Sunday, December 7, 2014


Outsourcing has gotten a lot of attention over the years as to its role and importance in supply chain mangement. Its purpose has been based on reducing costs. Much of its success has been based on anecdotal stories.
The reality has been that the savings have been more phantom than real and is not a sustainable business model. It has outlived its purpose and is now being looked at as a supply chain risk and being an impediment for a dynamic, agile supply chain that compresses time, increases inventory velocity, drives service, and creates competitive advantage. The competitive advantage issue is important as companies, industries, and markets fight against commoditization of their businesses.

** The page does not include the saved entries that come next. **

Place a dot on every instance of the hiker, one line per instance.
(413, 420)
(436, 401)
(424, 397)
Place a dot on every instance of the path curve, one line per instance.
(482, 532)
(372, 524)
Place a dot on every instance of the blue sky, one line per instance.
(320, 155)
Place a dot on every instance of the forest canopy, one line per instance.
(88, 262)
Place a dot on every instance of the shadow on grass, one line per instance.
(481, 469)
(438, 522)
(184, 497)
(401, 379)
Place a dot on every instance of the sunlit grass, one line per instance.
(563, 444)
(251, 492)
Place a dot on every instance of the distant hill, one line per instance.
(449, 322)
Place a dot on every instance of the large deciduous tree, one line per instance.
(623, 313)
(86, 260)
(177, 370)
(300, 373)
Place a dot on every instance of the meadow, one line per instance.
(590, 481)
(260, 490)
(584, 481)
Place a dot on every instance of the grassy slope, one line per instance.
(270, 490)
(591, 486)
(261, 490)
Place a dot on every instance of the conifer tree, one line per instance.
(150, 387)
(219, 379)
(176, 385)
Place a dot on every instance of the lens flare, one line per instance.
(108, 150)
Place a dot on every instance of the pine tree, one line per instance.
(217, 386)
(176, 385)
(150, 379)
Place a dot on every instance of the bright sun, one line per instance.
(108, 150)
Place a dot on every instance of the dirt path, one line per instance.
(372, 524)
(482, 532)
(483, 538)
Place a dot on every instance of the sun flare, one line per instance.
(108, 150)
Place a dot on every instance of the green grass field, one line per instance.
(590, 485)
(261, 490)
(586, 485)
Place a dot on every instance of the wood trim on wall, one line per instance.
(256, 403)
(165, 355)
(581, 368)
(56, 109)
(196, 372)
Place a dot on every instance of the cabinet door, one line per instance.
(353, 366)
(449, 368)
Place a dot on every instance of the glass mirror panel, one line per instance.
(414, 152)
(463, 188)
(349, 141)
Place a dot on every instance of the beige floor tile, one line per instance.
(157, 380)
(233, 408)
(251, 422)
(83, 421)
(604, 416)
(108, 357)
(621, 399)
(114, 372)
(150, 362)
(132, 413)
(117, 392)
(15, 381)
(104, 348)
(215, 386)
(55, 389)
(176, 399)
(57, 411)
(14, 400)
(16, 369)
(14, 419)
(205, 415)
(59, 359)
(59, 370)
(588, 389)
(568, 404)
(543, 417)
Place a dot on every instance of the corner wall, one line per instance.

The shortcomings with supply chain outsourcing reside with both 3PLs and with their manufacturing/retail/wholesale customers. Logistics service providers provide a functional role within some niche of the supply chain. They are not supply chain practioners. They are forwarders, truckers, warehouses, or whatever service. Their abilities to fit in changing supply chains, especially with integated processes and technologies are challenging.
These firms were selected based on RFPs and the resultant bids. The RFPs have a slant based on each customer's view of itself, its operation, and its needs. Too many times these views are not valid. Also the views are a snapshot. Customers' businesses change for many reasons. So the role of the outsourced service can change. And adapting to the changes is not easy, for both the buyers and seller of the outsourcing.
The primary selection criterion has been low price. It is not service performance selection. That is a significant--and flawed--difference for supply chains trying to service customer demands and create separation for competitors.
The new supply chain uses logistics outsourcing. But the role and positioning has changed.
That new supply chain that drives blue ocean opportunities for the new e-commerce, global e-commerce, and multichannel requires outsourcing providers to be selected and to operate based on service and performance. They must fit into the integrated supply chain, both as to process and technology. It is no longer about a logistics function. It is about compatibility with where customers are going and how to get there.
Out with the old. In with the new supply chain and its outsourcing.